On the other hand, the exponential function {f(x)=e^x} does not have the LOB property, since {\textrm{diam}\, f([x,x+1])} tends to {0} as {x\to-\infty}. No surprise there; we know from the relation of continuity and uniform continuity that things like that happen on a non-compact domain.

Also, a function that is constant on some nontrivial connected set will obviously fail LOB. In topology, a mapping is called light if the preimage of every point is totally disconnected, which is exactly the same as not being constant on any nontrivial connected set. So, lightness is necessary for LOB, but not sufficient as {e^x} shows.

Theorem 1: Every continuous light map {f\colon X\to Y} with compact domain {X} admits a lower oscillation bound.

Proof. Suppose not. Then there exists {\epsilon>0} and a sequence of connected subsets {E_n\subset X} such that {\textrm{diam}\, E_n\ge \epsilon} and {\textrm{diam}\, f(E_n)\to 0}. We can assume {E_n} compact, otherwise replace it with its closure {\overline{E_n}} which we can because {f(\overline{E_n})\subset \overline{f(E_n)}}.

The space of nonempty compact subsets of {X} is called the hyperspace of {X}; when equipped with the Hausdorff metric, it becomes a compact metric space itself. Pass to a convergent subsequence, still denoted {\{E_n\}}. Its limit {E} has diameter at least {\epsilon}, because diameter is a continuous function on the hyperspace. Finally, using the uniform continuity of {f} we get {\textrm{diam}\, f(E) = \lim \textrm{diam}\, f(E_n) = 0}, contradicting the lightness of {f}. {\quad \Box}

Capture
A homeomorphism lacking LOB

Here is another example to demonstrate the importance of compactness (not just boundedness) and continuity: on the domain {X = \{(x,y)\colon 0 < x < 1, 0 < y < 1\}} define {f(x,y)=(x,xy)}. This is a homeomorphism, the inverse being {(u,v)\mapsto (u, v/u)}. Yet it fails LOB because the image of line segment {\{x\}\times (0,1)} has diameter {x}, which can be arbitrarily close to 0. So, the lack of compactness hurts. Extending {f} to the closed square in a discontinuous way, say by letting it be the identity map on the boundary, we see that continuity is also needed, although it’s slightly non-intuitive that one needs continuity (essentially an upper oscillation bound) to estimate oscillation from below.

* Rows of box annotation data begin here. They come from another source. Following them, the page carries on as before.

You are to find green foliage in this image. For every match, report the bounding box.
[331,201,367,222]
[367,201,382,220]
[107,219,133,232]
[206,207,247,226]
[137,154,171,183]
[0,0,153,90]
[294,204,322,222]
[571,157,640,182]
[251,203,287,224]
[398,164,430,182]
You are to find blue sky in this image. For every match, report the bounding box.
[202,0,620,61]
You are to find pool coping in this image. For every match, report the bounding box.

All that said, on a bounded interval of real line we need neither compactness nor continuity.

Theorem 2: If {I\subset \mathbb R} is a bounded interval, then every light map {f\colon I\to Y} admits a lower oscillation bound.

Proof. Following the proof of Theorem 1, consider a sequence of intervals {(a_n, b_n)} such that {b_n-a_n\ge \epsilon} and {\textrm{diam}\, f((a_n,b_n))\to 0}. There is no loss of generality in considering open intervals, since it can only make the diameter of the image smaller. Also WLOG, suppose {a_n\to a} and {b_n\to b}; this uses the boundedness of {I}. Consider a nontrivial closed interval {[c,d]\subset (a,b)}. For all sufficiently large {n} we have {[c,d]\subset (a_n,b_n)}, which implies {\textrm{diam}\, f([c,d])\le \textrm{diam}\, f((a_n,b_n))\to 0}. Thus {f} is constant on {[c,d]}, a contradiction. {\quad \Box}

The property that distinguishes real line here is that nontrivial connected sets have nonempty interior. The same works on the circle and various tree-like spaces, but fails for spaces that don’t look one-dimensional.

Graphical convergence

The space of continuous functions (say, on {[0,1]}) is usually given the uniform metric: {d_u(f,g) = \sup_{x}|f(x)-g(x)|}. In other words, this is the smallest number {\rho} such that from every point of the graph of one function we can jump to the graph of another function by moving at distance {\le \rho} in vertical direction.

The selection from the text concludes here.